Но не были бы боги непостижимы, если б не превышали их воления всякую меру. Почудилась им, надо полагать, непозволительная гордыня в простом избытке сил у Афаманта, которые вынуждали его пережить все напасти, хотя самому ему жизнь казалась теперь не дороже треснувшего горшка. Жители Орхомена не желали более мириться со своим царем, да Афамант и не дожидался изгнания. Покинув Беотию, он просил у богов одного: раз уж сохранили они ему жизнь, превратив в чудовище в человеческом облике, то хоть указали бы, где может он поселиться, никому не причиняя зла. И было дано Афаманту понять, что уступят ему место дикие звери, разделив с ним свою трапезу. Однажды во время скитаний стая волков, пожиравших добычу, разбежалась при его появлении, бросив мясо. Здесь, на севере страны, Афамант основал поселение, назвав его своим именем. Тоскуя по детям и доверившись богам, он вновь женился на женщине по имени Фемисто, которая вскоре принесла ему еще двух сыновей. Но таково было проклятие старшего эолида выбирать себе в жены либо небесных богинь, либо беспощадных эринний, и нечего было Афаманту противопоставить природе ни тех ни других.

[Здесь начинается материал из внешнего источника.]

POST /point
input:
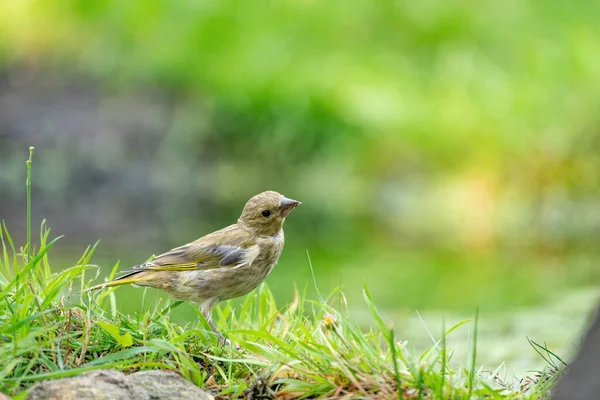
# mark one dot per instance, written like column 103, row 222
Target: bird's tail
column 132, row 277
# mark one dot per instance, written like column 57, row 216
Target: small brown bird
column 222, row 265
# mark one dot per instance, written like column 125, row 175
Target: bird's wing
column 228, row 248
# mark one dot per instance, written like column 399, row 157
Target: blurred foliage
column 438, row 147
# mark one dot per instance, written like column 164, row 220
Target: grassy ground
column 302, row 349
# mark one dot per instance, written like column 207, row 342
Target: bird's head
column 264, row 213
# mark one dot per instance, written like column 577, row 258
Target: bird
column 221, row 265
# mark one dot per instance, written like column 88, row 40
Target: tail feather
column 123, row 280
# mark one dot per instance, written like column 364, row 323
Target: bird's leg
column 206, row 309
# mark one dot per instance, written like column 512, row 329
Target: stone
column 115, row 385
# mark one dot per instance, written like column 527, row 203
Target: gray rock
column 115, row 385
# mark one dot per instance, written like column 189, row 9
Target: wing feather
column 227, row 248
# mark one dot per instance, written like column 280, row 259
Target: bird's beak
column 287, row 206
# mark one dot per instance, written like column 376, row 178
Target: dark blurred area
column 446, row 153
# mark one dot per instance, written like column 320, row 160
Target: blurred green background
column 447, row 154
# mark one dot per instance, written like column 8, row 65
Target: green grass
column 303, row 349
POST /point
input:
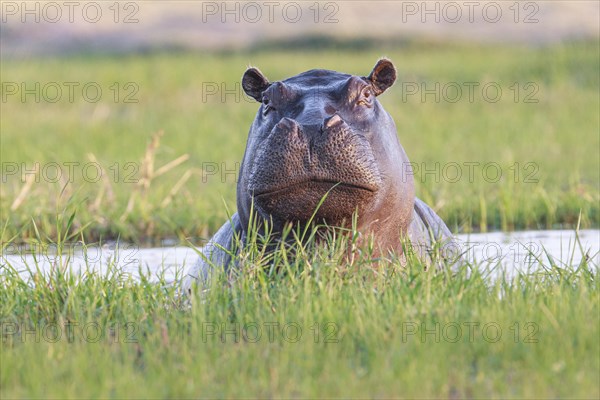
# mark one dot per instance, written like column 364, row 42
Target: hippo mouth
column 324, row 183
column 324, row 199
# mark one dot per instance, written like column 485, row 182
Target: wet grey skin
column 325, row 133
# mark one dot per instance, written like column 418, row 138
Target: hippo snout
column 299, row 164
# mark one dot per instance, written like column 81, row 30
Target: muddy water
column 499, row 253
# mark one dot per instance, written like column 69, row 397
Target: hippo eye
column 266, row 105
column 366, row 97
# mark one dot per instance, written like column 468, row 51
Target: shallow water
column 498, row 253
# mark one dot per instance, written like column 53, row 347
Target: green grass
column 327, row 329
column 546, row 151
column 357, row 319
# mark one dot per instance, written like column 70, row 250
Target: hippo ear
column 382, row 76
column 254, row 83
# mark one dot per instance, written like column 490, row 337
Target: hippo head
column 324, row 133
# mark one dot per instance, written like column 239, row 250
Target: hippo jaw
column 299, row 166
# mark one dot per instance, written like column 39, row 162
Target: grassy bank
column 313, row 326
column 507, row 139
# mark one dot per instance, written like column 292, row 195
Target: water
column 499, row 253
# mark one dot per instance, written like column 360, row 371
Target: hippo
column 324, row 135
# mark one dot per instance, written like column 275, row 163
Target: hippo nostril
column 333, row 121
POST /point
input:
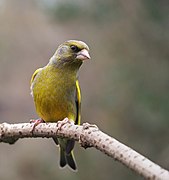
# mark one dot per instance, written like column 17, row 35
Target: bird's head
column 71, row 52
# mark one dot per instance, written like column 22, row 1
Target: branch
column 88, row 136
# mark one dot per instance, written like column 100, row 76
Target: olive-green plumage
column 56, row 92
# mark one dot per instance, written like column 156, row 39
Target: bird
column 56, row 92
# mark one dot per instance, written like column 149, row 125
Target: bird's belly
column 56, row 105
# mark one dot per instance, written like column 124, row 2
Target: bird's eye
column 74, row 48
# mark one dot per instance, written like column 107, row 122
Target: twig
column 88, row 136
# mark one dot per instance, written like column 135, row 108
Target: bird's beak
column 83, row 55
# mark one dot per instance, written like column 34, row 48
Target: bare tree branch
column 88, row 136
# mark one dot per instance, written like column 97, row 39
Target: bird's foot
column 60, row 124
column 36, row 122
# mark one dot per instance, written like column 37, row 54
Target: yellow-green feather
column 56, row 92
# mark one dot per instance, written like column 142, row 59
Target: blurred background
column 125, row 86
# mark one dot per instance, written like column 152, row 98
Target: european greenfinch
column 56, row 92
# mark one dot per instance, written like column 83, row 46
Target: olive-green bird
column 56, row 91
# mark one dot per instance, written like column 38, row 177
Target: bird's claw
column 36, row 122
column 60, row 124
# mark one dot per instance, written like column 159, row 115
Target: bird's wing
column 78, row 102
column 34, row 75
column 32, row 79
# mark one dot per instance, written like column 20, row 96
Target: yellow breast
column 54, row 94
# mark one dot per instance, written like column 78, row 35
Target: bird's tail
column 67, row 159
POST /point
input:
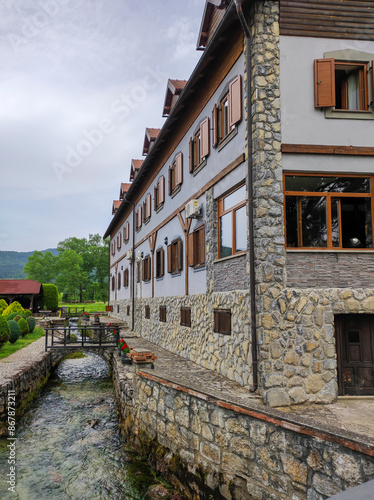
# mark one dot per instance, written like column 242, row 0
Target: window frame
column 196, row 247
column 160, row 263
column 221, row 212
column 329, row 196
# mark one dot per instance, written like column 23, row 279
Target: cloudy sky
column 80, row 80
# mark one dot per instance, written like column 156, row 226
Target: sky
column 80, row 80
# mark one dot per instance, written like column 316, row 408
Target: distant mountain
column 12, row 263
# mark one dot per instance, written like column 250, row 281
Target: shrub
column 31, row 322
column 24, row 326
column 50, row 297
column 3, row 305
column 13, row 307
column 4, row 331
column 15, row 331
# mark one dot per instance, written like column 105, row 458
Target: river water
column 68, row 445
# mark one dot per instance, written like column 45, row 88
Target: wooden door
column 355, row 350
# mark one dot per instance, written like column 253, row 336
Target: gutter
column 252, row 278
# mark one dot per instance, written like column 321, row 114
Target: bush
column 50, row 297
column 13, row 307
column 15, row 331
column 31, row 322
column 24, row 326
column 4, row 331
column 3, row 305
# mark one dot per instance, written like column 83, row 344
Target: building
column 245, row 241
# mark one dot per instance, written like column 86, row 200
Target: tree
column 41, row 267
column 72, row 279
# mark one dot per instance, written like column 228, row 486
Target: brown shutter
column 235, row 101
column 191, row 154
column 324, row 83
column 170, row 177
column 169, row 259
column 190, row 255
column 178, row 169
column 204, row 138
column 215, row 126
column 161, row 190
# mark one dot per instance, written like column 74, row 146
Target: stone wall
column 209, row 450
column 26, row 381
column 326, row 269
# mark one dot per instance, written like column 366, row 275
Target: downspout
column 252, row 281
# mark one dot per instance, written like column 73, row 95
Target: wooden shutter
column 161, row 190
column 190, row 248
column 169, row 259
column 191, row 148
column 215, row 126
column 235, row 101
column 324, row 83
column 178, row 169
column 204, row 138
column 148, row 202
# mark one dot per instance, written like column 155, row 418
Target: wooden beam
column 327, row 150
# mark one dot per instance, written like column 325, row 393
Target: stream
column 68, row 444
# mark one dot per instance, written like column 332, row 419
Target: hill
column 12, row 263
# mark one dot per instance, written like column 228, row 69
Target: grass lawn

Время от времени доходили до него медленные слухи о событиях в разных краях. Изредка эти события касались его самого, но лишь растравляли горе. Так узнал он о том, что дети Фрикса, его внуки, живут в далекой Колхиде, куда унес их золотой баран Нефелы, и о деде своем знать не желают. А самого Фрикса уже в живых не было. Еще раньше погибла маленькая Гела, не удержавшись на своем златорунном спасителе и соскользнув в пучину, когда они пролетали над Геллеспонтом. Обо всем этом давно успели рассказать где-то там в Беотии вернувшиеся с золотым руном аргонавты. Но когда он услышал, что одного из них спасло от морской бури некое морское божество, в котором Афамант тут же с изумлением узнал свою Ино, он понял, что поспешил с новой женитьбой, и всей своей душой рванулся на поиски прежней жены и, вероятно тоже уцелевшего, сына.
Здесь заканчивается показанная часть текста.